Monday, July 29, 2013

The Dark Side of Natural Gas


Related to the Transco pipeline that passes through the Princeton Ridge, an OpEd in today's NY Times, entitled "Gangplank to a Warm Future", contends that natural gas is not the clean fuel many proclaim it to be. Given the leakage of methane into the atmosphere during extraction and transport, it contributes as much or more to global warming as other fossil fuels. According to the author of the OpEd, Anthony R. Ingraffea, methane, the main component of natural gas, "is a far more powerful greenhouse gas than carbon dioxide, though it doesn’t last nearly as long in the atmosphere. Still, over a 20-year period, one pound of it traps as much heat as at least 72 pounds of carbon dioxide. Its potency declines, but even after a century, it is at least 25 times as powerful as carbon dioxide. When burned, natural gas emits half the carbon dioxide of coal, but methane leakage eviscerates this advantage because of its heat-trapping power."
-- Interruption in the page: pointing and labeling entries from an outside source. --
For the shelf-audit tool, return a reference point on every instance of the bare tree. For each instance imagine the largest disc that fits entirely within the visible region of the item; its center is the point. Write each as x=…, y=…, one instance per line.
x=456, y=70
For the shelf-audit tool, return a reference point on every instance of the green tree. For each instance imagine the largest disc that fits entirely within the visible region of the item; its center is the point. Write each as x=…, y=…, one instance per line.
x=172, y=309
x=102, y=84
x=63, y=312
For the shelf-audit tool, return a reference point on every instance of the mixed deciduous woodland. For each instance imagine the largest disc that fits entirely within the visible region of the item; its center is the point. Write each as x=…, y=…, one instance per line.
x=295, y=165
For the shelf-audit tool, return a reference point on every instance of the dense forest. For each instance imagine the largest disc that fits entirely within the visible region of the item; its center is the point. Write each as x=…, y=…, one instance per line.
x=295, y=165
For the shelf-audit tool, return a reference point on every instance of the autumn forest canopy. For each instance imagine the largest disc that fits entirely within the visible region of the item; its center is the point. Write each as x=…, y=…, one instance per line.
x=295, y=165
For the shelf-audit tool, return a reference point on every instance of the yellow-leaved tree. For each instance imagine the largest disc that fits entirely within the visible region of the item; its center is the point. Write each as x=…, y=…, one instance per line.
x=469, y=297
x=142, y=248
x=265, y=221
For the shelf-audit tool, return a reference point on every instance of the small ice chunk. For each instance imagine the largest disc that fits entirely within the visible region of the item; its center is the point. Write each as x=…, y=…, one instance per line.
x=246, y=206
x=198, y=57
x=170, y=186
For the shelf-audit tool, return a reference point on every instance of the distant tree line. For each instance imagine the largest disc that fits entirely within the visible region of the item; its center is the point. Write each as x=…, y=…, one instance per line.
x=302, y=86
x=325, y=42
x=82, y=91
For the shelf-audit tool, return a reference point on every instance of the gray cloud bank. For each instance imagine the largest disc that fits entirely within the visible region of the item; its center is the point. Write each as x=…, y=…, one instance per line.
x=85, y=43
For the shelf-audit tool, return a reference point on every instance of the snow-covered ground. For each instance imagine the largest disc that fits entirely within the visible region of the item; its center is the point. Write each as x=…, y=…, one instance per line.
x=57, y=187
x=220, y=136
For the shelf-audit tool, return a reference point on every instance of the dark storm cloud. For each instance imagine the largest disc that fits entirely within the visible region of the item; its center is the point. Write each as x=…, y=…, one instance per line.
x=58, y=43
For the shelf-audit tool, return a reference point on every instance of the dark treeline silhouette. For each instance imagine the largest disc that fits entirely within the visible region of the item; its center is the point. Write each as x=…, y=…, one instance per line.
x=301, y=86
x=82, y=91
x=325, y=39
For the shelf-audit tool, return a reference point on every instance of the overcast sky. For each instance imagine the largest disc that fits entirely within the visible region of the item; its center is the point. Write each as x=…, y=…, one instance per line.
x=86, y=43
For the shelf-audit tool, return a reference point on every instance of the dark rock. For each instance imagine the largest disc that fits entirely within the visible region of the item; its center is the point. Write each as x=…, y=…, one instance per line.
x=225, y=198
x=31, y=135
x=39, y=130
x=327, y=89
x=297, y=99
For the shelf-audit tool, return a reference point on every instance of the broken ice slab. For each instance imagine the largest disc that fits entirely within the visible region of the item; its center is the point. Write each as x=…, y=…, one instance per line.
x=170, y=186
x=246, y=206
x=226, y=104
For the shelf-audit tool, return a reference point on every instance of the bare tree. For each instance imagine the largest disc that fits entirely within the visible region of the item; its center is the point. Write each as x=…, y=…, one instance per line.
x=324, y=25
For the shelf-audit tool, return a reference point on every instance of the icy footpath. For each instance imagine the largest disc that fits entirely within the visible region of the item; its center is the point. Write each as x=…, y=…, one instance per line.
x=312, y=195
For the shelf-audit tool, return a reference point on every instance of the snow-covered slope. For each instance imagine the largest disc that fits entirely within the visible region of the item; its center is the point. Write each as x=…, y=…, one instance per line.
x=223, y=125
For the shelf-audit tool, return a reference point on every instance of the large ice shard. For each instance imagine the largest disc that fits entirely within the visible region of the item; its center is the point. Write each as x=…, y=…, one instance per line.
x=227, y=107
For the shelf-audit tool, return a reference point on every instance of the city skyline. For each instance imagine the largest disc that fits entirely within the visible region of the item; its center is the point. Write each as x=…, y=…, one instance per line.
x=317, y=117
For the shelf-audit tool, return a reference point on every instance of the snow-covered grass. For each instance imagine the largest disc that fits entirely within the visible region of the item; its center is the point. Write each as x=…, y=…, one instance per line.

Ingraffea, "a longtime oil and gas engineer who helped develop shale fracking techniques for the Energy Department", describes the challenges involved in reducing leakage from hydraulic fracturing wells, and adds that it is difficult to prevent old oil and gas wells from developing leaks over time.

As is typical, as consumers protected from awareness of the consequences of our consumption, we experience natural gas as a wonderful and clean fuel for our stoves and furnaces, while all the pollution involved in extraction and transport of that fuel remains hidden.